Sam the Sham and the Pharaohs: Woolly Bully

This weeks’s poetry JukeBox has been sent in by Don Jenkins. Don is the doyen of the Rave scene in Newcastle (can you use the word “Doyen” in relation to Rave?) and one of the hosts of “Born Lippy” an excellent night that combines Spoken Word, Rap and Hip Hop at the Cobalt Studios. His song is Sam the Sham and the Pharaohs “Woolly Bully”. Woolly Bully was released in 1965 and sold 3 million copies.Wooly_Bully

Here is some interesting info from the song’s Wikipedia entry

As the Pharaohs prepared to write their debut album, lead singer “Sam the Sham” (Domingo Samudio) wanted to write a tribute to the Hully Gully dance. His record label’s legal department feared using that title due to the existence of another song with a similar title. The song was given the green light after Sam rewrote the lyrics and replaced “Hully Gully” with “Wooly Bully”.

The lyrics of “Wooly Bully” were hard to understand and describe a conversation between “Mattie” and “Hattie” concerning the “Wooly Bully” (a creature which Mattie describes as “a thing she saw [that] had two big horns and a wooly jaw”) and the desirability of developing dancing skills, although no attempt is made to synthesise these divergent topics.

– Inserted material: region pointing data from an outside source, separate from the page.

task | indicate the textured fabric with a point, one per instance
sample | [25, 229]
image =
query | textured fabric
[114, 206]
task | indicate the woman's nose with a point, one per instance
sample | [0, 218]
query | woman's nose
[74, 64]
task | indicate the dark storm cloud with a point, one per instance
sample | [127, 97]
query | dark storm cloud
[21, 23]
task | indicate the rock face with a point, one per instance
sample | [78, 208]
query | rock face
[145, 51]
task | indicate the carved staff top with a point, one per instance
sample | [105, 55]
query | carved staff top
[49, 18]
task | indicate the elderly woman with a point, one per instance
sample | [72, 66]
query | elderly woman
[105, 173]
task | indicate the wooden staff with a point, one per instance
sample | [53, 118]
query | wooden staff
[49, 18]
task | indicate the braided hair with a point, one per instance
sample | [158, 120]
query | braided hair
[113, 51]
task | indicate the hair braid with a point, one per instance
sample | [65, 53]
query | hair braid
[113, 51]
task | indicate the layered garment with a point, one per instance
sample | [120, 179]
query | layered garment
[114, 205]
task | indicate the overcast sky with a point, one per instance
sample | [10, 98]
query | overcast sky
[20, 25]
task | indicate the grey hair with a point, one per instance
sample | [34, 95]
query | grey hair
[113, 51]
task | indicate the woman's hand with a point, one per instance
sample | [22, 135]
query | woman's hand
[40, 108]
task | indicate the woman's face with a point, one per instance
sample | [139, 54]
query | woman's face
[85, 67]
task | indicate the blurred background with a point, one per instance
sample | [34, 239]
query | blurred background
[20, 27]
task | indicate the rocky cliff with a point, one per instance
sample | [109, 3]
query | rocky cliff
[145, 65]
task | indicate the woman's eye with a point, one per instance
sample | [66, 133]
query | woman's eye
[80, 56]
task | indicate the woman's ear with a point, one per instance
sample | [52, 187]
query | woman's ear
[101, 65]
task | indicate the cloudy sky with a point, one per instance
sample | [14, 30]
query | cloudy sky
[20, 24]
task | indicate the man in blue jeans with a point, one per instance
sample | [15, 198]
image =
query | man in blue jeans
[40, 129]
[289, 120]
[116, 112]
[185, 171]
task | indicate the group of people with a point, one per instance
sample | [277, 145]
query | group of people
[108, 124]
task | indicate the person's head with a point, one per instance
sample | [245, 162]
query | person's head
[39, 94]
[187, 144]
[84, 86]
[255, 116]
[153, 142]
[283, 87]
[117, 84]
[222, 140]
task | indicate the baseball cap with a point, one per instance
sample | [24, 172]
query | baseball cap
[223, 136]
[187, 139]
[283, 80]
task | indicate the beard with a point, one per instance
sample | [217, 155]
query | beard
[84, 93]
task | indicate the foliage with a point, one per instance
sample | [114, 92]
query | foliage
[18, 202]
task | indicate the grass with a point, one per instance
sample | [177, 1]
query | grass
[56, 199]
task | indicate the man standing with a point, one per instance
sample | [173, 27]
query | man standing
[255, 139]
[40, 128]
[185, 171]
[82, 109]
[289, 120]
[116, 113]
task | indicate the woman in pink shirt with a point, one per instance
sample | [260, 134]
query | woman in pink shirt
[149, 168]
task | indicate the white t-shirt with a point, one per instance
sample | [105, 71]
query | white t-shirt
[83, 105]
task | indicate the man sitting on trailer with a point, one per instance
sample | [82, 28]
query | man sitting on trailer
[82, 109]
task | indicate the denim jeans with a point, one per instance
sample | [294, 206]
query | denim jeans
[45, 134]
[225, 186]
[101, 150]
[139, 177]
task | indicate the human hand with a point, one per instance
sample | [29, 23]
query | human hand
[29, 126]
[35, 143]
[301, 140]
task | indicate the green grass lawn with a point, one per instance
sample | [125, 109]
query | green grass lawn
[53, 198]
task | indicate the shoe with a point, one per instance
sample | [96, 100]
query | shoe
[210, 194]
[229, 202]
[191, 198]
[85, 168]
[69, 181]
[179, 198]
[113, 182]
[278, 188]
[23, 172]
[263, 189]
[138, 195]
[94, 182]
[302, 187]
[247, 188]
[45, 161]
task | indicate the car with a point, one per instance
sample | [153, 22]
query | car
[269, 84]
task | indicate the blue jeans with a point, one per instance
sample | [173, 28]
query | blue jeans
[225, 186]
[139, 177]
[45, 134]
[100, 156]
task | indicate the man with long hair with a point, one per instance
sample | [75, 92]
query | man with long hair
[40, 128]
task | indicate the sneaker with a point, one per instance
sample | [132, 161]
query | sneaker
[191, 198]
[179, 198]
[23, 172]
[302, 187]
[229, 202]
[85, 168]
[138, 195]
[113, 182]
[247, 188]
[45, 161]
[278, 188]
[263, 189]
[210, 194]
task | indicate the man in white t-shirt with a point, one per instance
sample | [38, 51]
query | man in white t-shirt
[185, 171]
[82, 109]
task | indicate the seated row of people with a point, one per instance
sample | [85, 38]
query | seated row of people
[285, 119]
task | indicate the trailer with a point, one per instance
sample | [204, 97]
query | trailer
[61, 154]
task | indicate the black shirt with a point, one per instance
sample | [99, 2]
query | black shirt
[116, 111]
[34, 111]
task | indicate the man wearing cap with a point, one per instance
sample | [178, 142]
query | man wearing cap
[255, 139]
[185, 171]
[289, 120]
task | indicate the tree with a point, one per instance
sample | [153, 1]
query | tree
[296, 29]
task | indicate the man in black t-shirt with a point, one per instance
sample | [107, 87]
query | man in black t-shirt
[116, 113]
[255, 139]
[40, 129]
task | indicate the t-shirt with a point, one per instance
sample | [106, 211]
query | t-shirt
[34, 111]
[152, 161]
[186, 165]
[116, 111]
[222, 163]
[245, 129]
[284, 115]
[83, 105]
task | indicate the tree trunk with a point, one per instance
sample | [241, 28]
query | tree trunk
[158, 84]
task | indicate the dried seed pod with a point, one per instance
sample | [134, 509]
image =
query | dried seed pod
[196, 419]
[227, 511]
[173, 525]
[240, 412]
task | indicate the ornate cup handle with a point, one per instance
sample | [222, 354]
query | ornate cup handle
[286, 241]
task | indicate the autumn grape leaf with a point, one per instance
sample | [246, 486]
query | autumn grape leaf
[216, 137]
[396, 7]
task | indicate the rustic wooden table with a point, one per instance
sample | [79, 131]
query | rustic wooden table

The warning, “Let’s not be L-7”, means “Let’s not be square”, from the shape formed by the fingers making an L on one hand and a 7 on the other. Sam the Sham underscores the Tex-Mex nature of the song by counting out the rhythm in Spanish and English (“Uno! Dos! One, two, tres, cuatro!”), and the characteristic simple organ riffing. “

L7I asked Don about his choice and he tells me that he loves this song because of the simplicity of the lyrics and he says the reference to the L7 reminded him of his school days when they used the sign L7 to describe people they thought were square “uncool”. Going Home from school, he remembered, was all about the bus. Your life at school was about progressing up the bus.The little kids sat at the front and the cool kids were on the back seats. Each year you got a little closer to the cool seats in the last row.

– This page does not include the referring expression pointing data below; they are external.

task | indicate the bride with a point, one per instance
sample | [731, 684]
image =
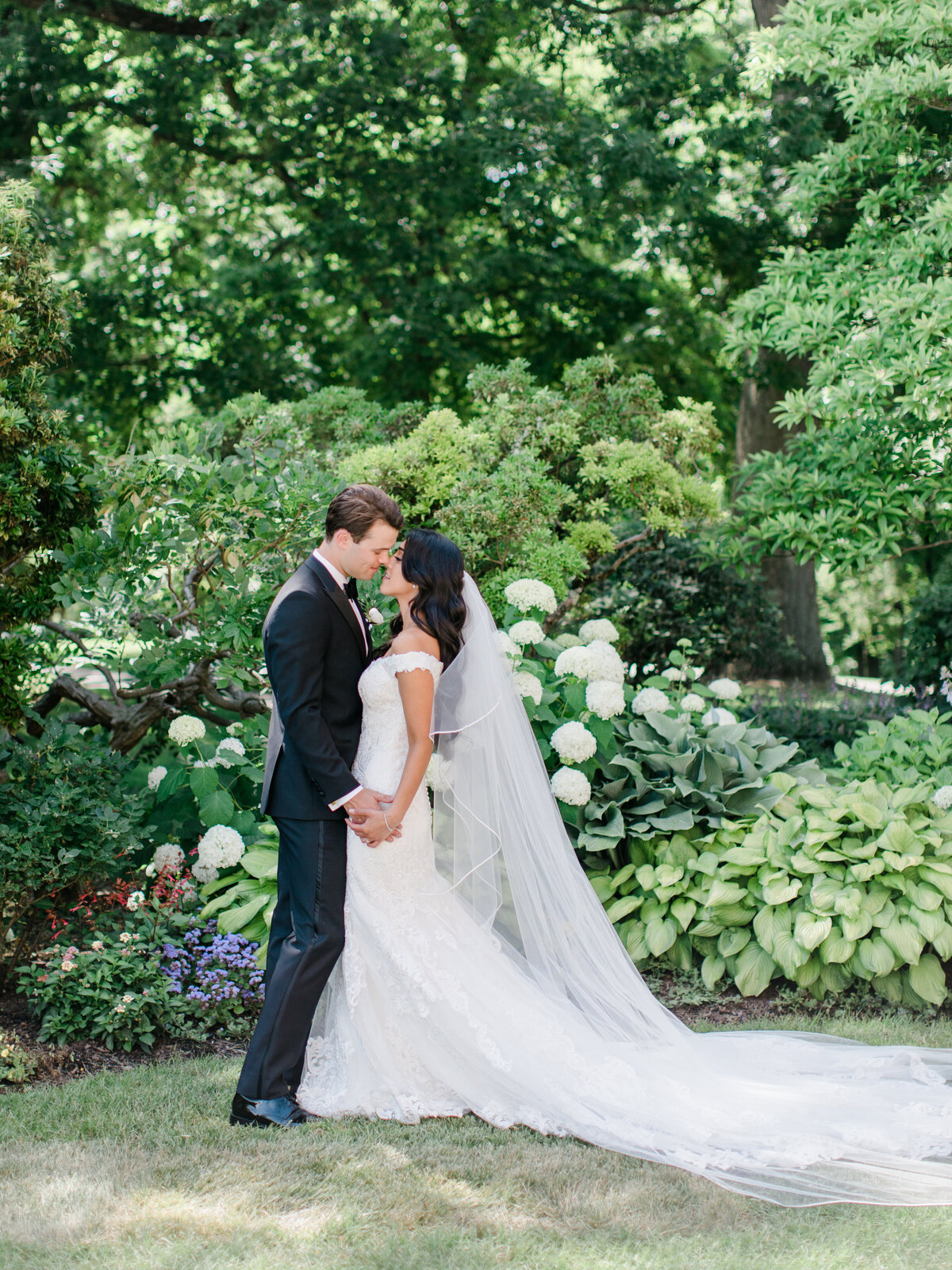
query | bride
[480, 973]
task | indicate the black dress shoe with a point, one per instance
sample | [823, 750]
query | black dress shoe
[266, 1113]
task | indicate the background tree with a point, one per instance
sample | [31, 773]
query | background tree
[42, 482]
[867, 473]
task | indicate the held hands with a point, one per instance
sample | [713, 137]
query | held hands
[368, 818]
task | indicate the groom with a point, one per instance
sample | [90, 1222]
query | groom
[317, 645]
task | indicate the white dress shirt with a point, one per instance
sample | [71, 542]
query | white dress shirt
[340, 578]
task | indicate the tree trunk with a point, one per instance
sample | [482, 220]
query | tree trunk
[793, 586]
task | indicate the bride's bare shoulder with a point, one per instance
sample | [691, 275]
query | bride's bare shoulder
[416, 641]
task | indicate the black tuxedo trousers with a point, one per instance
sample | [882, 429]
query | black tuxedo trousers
[315, 652]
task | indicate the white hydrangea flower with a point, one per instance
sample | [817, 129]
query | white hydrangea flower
[571, 787]
[526, 633]
[651, 700]
[605, 698]
[509, 647]
[574, 743]
[605, 662]
[438, 774]
[168, 855]
[527, 594]
[601, 629]
[725, 690]
[186, 729]
[527, 686]
[719, 717]
[221, 846]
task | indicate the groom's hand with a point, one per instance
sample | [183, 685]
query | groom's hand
[367, 819]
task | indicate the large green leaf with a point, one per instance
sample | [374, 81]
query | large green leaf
[928, 979]
[754, 971]
[216, 808]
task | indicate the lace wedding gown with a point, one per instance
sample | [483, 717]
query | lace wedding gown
[428, 1014]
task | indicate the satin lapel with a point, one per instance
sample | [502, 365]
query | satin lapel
[340, 598]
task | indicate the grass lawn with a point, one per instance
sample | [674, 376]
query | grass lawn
[141, 1170]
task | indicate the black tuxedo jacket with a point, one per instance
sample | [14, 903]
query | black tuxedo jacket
[315, 654]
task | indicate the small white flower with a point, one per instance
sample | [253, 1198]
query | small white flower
[725, 690]
[527, 594]
[571, 787]
[719, 717]
[186, 729]
[651, 700]
[605, 664]
[605, 698]
[600, 628]
[220, 848]
[573, 742]
[526, 633]
[527, 686]
[509, 647]
[168, 855]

Don also told me a story about when his 9 year old son made the loser sign at  him and it spurred him to write a conversation between him and his son. to read the story  click this link~$N RULES TO BE BROKEN

My poem is inspired more by Don’s story than the song itself.

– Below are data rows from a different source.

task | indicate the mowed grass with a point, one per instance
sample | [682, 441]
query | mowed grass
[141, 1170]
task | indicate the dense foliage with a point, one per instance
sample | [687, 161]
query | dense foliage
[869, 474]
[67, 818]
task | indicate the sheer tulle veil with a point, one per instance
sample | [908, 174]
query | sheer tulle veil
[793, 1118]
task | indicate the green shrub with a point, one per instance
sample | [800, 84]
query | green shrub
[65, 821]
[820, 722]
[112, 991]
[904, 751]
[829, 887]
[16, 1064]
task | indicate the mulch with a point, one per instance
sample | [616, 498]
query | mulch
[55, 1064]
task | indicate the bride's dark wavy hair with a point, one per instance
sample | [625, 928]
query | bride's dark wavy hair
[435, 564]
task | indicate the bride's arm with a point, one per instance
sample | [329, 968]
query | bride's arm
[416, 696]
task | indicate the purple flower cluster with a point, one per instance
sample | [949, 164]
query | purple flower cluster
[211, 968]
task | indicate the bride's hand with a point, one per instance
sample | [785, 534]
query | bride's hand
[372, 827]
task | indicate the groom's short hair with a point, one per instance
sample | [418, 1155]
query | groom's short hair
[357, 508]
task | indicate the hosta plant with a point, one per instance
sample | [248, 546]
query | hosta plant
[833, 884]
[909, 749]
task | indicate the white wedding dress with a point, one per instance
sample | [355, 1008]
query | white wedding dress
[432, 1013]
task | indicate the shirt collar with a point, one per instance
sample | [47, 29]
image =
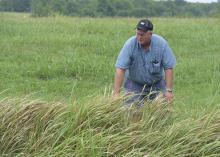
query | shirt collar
[150, 47]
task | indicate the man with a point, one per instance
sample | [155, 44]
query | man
[144, 61]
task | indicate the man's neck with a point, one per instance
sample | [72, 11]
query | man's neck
[146, 46]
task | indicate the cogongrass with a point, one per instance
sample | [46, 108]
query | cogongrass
[104, 128]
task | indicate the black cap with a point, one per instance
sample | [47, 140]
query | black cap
[145, 25]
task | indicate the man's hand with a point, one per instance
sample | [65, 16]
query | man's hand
[116, 96]
[169, 96]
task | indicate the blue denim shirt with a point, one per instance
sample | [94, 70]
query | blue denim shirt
[146, 67]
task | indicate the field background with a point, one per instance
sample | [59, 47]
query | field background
[72, 59]
[69, 63]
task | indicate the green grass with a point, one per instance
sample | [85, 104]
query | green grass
[71, 60]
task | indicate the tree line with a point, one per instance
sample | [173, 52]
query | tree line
[112, 8]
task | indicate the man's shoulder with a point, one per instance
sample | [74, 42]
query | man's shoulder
[131, 41]
[158, 38]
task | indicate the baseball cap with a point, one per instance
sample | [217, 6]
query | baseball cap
[145, 25]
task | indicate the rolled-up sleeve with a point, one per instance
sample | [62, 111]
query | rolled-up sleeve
[124, 57]
[168, 58]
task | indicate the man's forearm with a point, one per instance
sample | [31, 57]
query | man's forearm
[119, 77]
[169, 78]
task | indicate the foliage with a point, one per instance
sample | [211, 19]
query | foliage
[100, 8]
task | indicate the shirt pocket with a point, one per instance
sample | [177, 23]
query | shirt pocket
[155, 67]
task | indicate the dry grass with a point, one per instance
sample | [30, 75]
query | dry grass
[104, 128]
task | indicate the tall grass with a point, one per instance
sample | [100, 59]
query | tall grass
[104, 128]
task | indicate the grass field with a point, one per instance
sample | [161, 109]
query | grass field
[71, 60]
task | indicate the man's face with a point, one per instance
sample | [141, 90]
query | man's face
[143, 37]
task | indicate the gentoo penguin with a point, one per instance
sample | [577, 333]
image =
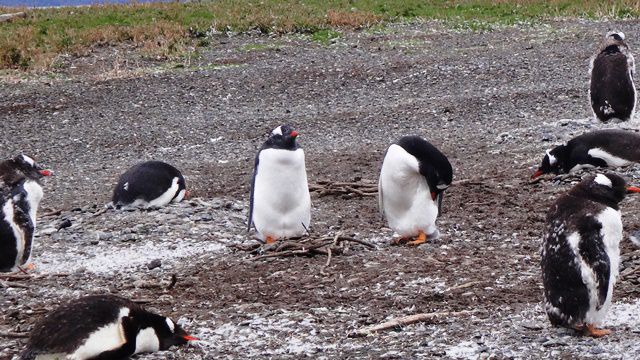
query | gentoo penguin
[149, 184]
[580, 253]
[612, 92]
[280, 204]
[412, 182]
[20, 195]
[101, 327]
[601, 148]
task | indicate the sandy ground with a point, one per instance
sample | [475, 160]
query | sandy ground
[492, 102]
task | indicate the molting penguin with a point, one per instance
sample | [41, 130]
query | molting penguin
[612, 92]
[580, 253]
[280, 204]
[149, 184]
[20, 195]
[601, 148]
[412, 182]
[101, 327]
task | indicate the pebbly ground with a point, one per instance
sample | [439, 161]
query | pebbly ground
[492, 101]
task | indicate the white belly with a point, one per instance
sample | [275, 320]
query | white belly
[406, 200]
[281, 200]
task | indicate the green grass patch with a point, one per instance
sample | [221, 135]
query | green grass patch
[167, 29]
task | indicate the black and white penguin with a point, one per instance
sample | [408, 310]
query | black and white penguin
[101, 327]
[20, 195]
[601, 148]
[149, 184]
[280, 204]
[612, 92]
[580, 253]
[412, 182]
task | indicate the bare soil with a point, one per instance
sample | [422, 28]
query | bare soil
[492, 102]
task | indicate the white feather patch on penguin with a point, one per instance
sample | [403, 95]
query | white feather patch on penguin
[147, 341]
[34, 196]
[108, 337]
[281, 200]
[8, 212]
[161, 200]
[603, 180]
[405, 197]
[611, 160]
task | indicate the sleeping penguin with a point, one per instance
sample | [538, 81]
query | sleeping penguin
[20, 195]
[601, 148]
[101, 327]
[612, 92]
[150, 184]
[280, 204]
[580, 253]
[412, 182]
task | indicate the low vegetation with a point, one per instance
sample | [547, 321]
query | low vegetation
[167, 29]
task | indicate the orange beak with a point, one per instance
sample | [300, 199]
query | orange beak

Written above the back window

Of the number twenty bus

In black felt tip pen

Were the words…

“Jeff Price is Lush”

The black blazered occupants

Of the school bus high table

Were derisory

Laughing at the suggestion

That the author

Could be a girl or even a boy

That the word “Lush”

Wasn’t an epithet

That could be applied

Or even implied

About this shy and introverted boy

They all agreed that the writer

Was much more likely

To be Jeff Price himself

Sadly, they were right


© Jeff Price September 2018

Please Note. Any resemblance in this poem to any person named “Jeff Price” living or dead is purely coincidental.